A federal judge has issued a preliminary injunction against the placement of a clearly Christian memorial to soldiers planned for public property in Lake Elsinore, California. The suit was filed by the American Humanist Association, which issued a press release:
The AHA filed suit in federal court May 31, 2013, to stop the Lake Elsinore City Council from funding and constructing the display at the city-owned baseball stadium. The city council approved the project in November 2012, despite constitutional concerns. The AHA’s Appignani Humanist Legal Center sent a letter at that time to the city council explaining that the cross monument would violate the separation of church and state required by the Constitution, but no reply was received. The city approved the design and allocated approximately $50,000 of city funds for construction and installation.

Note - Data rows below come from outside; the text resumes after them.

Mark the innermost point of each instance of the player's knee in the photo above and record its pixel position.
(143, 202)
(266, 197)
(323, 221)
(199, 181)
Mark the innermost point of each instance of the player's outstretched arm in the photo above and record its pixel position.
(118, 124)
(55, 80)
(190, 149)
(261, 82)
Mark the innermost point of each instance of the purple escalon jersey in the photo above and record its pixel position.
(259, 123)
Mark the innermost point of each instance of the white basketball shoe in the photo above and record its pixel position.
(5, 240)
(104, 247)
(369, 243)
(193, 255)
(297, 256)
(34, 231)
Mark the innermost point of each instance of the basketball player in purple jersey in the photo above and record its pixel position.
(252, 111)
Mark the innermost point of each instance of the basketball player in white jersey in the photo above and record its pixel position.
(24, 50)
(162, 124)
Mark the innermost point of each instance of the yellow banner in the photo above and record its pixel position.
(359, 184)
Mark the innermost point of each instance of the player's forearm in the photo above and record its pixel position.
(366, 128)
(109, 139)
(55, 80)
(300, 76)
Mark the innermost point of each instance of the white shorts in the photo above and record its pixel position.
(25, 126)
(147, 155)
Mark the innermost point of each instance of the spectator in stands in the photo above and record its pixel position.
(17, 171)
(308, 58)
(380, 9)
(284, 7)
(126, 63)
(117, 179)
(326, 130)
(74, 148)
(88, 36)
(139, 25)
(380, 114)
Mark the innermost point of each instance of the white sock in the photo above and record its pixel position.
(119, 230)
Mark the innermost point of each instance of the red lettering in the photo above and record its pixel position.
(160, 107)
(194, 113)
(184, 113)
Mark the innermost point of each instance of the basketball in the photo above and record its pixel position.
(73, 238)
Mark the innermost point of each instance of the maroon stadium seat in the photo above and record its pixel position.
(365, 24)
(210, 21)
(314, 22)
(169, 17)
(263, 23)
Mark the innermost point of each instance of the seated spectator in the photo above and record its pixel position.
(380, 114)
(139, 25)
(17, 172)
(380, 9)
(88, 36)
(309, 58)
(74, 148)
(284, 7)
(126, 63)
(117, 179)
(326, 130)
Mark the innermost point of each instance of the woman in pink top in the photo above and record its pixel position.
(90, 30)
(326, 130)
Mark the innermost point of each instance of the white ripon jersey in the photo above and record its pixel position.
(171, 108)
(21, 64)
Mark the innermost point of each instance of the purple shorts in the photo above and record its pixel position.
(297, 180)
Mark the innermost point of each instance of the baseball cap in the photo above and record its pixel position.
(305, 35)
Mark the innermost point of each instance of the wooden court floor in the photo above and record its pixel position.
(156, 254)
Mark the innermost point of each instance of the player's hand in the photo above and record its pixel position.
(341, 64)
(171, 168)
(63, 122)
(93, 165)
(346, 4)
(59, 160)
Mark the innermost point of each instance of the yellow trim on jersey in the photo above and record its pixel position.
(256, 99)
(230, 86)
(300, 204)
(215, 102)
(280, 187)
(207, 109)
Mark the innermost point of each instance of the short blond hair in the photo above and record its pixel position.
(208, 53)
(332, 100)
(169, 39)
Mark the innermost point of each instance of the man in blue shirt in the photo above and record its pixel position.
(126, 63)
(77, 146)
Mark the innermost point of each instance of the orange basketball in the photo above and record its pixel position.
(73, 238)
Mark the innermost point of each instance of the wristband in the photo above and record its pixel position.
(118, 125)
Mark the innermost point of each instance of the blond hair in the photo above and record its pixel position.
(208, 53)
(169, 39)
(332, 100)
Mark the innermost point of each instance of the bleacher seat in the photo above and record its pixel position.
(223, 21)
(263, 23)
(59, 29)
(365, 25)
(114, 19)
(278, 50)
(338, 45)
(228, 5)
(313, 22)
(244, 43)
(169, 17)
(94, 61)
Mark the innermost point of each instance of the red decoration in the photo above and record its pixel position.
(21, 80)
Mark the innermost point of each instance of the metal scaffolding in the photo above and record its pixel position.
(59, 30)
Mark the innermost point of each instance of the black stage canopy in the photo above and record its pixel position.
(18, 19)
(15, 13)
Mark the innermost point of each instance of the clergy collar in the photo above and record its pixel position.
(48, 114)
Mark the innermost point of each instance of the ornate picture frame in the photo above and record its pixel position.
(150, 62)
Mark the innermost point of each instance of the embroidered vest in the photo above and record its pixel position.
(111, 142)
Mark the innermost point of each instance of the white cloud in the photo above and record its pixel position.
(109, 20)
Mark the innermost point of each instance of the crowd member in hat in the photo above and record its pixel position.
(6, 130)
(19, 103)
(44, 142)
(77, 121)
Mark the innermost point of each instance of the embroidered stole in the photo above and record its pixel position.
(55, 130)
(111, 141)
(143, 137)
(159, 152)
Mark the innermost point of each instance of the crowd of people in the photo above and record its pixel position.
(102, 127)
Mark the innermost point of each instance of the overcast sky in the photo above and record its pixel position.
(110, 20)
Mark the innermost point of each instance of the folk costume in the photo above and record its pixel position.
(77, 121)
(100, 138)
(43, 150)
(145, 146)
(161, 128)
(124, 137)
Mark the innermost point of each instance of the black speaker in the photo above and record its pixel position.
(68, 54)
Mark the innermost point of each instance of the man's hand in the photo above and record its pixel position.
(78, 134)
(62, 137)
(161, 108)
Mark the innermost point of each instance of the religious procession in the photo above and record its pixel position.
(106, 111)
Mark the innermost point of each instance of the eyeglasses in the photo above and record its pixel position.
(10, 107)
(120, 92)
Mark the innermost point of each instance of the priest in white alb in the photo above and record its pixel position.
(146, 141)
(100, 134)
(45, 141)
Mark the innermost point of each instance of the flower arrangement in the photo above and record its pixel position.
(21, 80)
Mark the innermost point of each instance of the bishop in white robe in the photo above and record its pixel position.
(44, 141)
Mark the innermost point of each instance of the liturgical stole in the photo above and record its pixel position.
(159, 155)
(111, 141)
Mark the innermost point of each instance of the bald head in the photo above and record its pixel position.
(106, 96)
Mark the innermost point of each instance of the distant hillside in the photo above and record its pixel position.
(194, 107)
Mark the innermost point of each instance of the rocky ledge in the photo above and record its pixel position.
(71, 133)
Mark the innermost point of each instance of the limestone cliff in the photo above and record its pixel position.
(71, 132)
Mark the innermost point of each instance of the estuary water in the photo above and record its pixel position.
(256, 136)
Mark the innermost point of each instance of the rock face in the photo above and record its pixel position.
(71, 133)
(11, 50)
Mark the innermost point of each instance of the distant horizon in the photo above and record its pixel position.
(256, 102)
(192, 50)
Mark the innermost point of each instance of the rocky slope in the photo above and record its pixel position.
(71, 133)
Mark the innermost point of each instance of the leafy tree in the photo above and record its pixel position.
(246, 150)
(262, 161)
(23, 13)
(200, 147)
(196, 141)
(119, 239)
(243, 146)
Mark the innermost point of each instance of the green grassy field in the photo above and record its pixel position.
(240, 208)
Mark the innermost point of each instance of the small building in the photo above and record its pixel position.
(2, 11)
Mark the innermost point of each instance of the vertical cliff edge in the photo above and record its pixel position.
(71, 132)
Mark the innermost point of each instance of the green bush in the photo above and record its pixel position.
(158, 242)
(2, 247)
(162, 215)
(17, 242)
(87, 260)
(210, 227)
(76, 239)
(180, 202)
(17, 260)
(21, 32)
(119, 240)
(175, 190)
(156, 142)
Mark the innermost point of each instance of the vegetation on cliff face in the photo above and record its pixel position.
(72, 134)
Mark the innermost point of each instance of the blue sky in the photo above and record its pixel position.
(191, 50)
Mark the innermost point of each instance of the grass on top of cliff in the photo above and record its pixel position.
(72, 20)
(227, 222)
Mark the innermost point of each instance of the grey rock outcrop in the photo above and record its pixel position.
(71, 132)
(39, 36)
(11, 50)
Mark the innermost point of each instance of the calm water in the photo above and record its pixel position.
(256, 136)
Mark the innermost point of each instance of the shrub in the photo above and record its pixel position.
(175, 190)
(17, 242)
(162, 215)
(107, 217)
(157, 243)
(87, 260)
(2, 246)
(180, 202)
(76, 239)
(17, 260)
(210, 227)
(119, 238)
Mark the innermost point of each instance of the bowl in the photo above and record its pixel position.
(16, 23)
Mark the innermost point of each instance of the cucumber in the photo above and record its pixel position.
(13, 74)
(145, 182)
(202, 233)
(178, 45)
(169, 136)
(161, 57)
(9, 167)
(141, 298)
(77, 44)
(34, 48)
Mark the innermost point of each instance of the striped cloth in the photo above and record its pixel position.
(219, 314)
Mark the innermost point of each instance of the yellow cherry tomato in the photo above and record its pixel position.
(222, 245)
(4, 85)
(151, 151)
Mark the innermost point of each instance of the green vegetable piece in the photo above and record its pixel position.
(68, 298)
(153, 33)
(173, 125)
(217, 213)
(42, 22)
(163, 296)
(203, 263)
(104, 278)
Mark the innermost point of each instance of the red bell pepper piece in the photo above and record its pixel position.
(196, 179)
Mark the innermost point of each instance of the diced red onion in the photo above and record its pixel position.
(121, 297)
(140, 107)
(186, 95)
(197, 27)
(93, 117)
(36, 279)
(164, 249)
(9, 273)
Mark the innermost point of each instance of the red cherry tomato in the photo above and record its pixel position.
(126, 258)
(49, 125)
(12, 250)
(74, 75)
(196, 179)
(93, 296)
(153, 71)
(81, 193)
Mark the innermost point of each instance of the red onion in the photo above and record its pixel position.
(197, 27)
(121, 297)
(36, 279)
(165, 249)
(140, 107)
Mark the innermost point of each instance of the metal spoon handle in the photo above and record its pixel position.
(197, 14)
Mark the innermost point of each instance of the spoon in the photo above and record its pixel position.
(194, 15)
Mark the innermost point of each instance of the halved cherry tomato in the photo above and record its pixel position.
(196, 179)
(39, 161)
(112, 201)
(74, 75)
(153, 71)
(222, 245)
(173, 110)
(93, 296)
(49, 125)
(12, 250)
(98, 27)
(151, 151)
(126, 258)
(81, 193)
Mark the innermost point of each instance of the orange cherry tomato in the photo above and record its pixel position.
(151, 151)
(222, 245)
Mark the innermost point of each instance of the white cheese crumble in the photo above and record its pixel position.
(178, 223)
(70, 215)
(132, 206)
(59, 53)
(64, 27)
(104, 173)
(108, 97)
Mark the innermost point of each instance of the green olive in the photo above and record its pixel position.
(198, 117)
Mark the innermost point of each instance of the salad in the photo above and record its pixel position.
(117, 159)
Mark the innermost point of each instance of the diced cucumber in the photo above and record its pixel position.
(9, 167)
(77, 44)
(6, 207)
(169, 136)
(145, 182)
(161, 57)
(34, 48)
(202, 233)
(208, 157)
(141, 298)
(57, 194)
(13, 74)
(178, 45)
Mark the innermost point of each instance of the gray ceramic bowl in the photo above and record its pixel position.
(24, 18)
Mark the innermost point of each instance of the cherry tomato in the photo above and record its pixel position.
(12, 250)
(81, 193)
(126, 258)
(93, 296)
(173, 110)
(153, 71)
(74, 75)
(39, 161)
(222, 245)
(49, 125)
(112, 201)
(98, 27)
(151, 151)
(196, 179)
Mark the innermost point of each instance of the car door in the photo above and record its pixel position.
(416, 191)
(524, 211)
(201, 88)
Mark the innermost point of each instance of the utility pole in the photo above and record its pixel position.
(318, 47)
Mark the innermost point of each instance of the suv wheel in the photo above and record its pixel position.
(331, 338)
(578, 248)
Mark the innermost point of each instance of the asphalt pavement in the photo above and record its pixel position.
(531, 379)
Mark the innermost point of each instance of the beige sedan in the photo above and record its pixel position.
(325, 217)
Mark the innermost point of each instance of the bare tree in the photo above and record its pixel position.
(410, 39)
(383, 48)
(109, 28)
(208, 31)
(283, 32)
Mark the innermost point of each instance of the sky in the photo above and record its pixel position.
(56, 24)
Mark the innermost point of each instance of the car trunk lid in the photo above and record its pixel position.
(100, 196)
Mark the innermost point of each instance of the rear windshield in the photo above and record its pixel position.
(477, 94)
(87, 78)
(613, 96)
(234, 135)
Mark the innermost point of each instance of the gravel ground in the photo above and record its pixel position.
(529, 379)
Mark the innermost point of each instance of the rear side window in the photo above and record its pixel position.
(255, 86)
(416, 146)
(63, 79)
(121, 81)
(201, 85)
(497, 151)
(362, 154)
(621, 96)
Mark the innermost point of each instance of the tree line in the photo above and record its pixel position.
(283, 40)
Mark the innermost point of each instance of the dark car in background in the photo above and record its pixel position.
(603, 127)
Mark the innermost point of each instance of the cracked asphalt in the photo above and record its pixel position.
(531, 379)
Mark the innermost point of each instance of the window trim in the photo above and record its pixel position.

“It is a violation of the First Amendment when a government body unnecessarily chooses a divisively religious means of honoring the country’s veterans,” said William Burgess, an attorney with the Appignani Humanist Legal Center participating at yesterday’s hearing. “We are pleased that Judge Wilson has seen the necessary merit in our case to stop the religious memorial from being erected on public grounds.”
You can read the full ruling here. This is not the end of the case, it’s just a preliminary injunction, but the judge clearly indicates that the city is likely to lose at trial. The judge noted that members of the city council made many statements explicitly tying the design, which has a soldier bowing before a cross, to Christianity:
Then-Mayor Pro Tem Hickman stated, “I feel sorry for us that we as Christians cannot show the cross because [of] the First Amendment, okay, it really is a shame that our society is leaning that way.” Councilmember Melendez stated that it was a“sad reflection on our society when as a Christian nation, one of the principles upon which we were founded is something we are forced to hide in society specifically with reverence to our veterans, the very people who have fought to protect our religious freedom…”
At that point, Councilmember Robert Magee made a motion tocontinue the item and direct City staff to discuss the design with regard to the “religious references.” Mayor ProTem Hickman objected, stating “I’m not going to sit here and wait for people to denigrate my beliefs, okay, and so I’ll give them two weeks.” Mayor Tisdale suggested that it would not be possible to have a new design in two weeks; Mayor Pro Tem Hickman responded, “Then we don’t have to change it.”…
Councilmember Melendez noted that the cross had been “controversial” but that the monument, asproposed, honored “all veterans,” and concluded that Monument had “nothing to do with religion.”
Funny how it has to do with religion and how it “denigrates” Christianity to choose not to have the cross there, then it suddenly has “nothing to do with religion” later. And no, it does not honor all veterans, it only honors Christian veterans. The local residents speaking out at the city council meetings certainly knew that it was about religion. One said, “[The cross] needs to stay just the way it is…This is a symbol for all denominations of religion if anybody knows anything about religion.” Another said, “I am in favor of any design promoting Bible morality.”
As always happens in such cases, the city council tried to invent an entirely new and non-religious rationale for the explicitly religious nature of the monument, but the judge noted that the legislative history of the monument clearly showed this to be false. To accept that the legally convenient position of the city council in regard to the purpose of that design was accurate, the judge said, “this Court would have to ignore the entire sequence of events leading up to the approval” of the monument.